WHO wants to do better. So it's currently rewriting the guidelines for treating children with Ebola. "We cannot have a situation where so many children who get infected will die," she says.
At the clinic run by Doctors Without Borders in Monrovia, nurse Brett Adamson says they always make children a top priority.
And yet, he says, it wasn't long ago when children didn't get enough care and attention. "Yes. Absolutely. There are too many to mention," he says. "I can remember hundreds of patients that I wish I could have been able to take better care of. There were so many children. So many patients."
In particular, Adamson remembers a mother who had died next to her baby. "And the child is suddenly left beside its dead mother in very, very horrible circumstances."
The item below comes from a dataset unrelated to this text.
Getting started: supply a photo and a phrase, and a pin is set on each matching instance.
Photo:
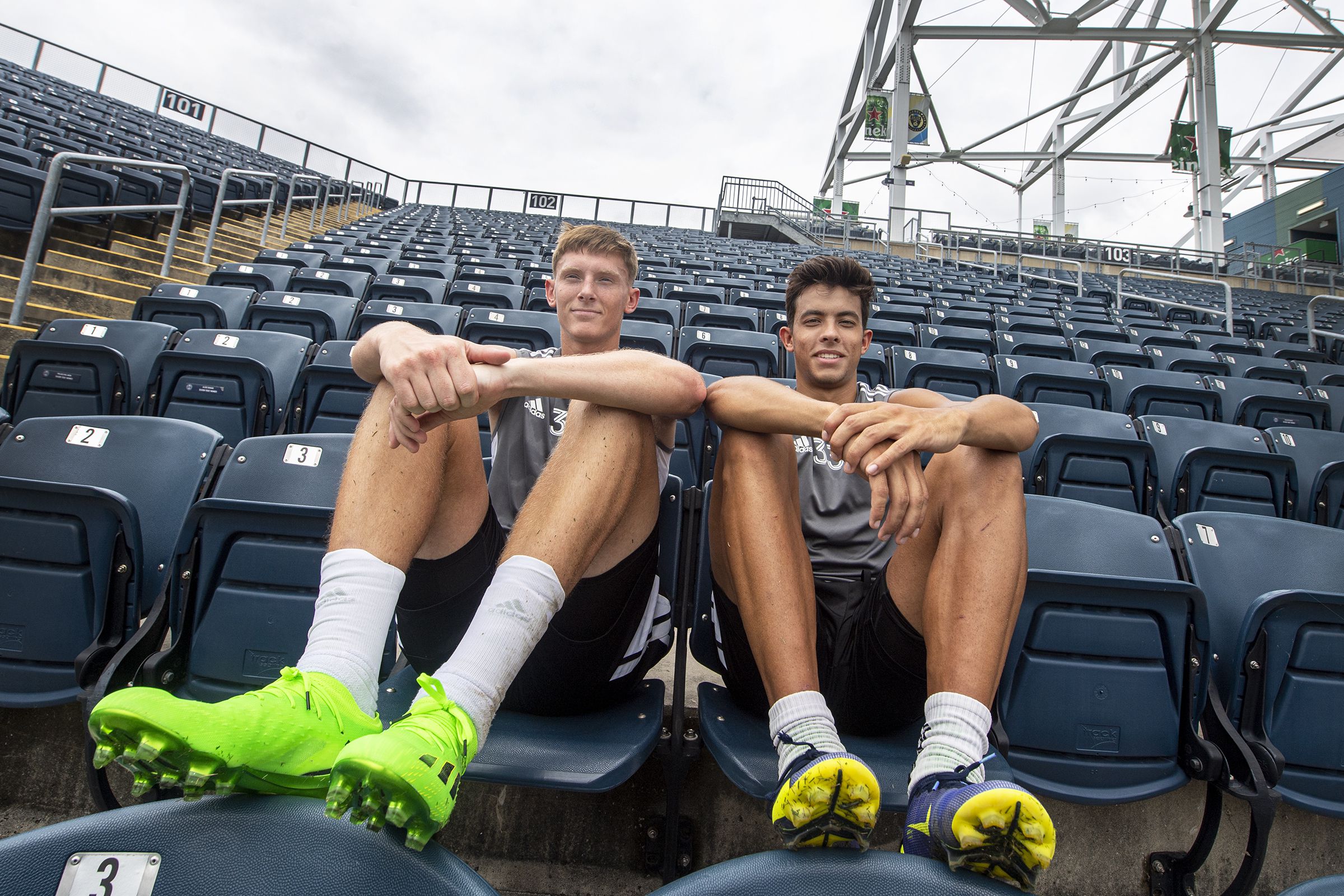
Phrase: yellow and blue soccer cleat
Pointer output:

Adamson, who is also a field coordinator for the medical group, is talking about the time back in August when Monrovia had hundreds of new Ebola cases each week but very few doctors and nurses to care for them. "It was an extremely desperate situation," he says.
Now at the clinic, Adamson says, children get much more attention. "We play games, put pictures on the walls — we do whatever we can to try to minimize the horror that the poor kids are going through," he says.
Sometimes healthy parents dress up in protective gear and go into treatment centers to visit. "That degree of support can play a huge difference in people's survival," he says.
But the best support is someone like Edwin, a grandparent or close relative who has survived Ebola and can give a child something doctors and nurses can't: tender, human touch.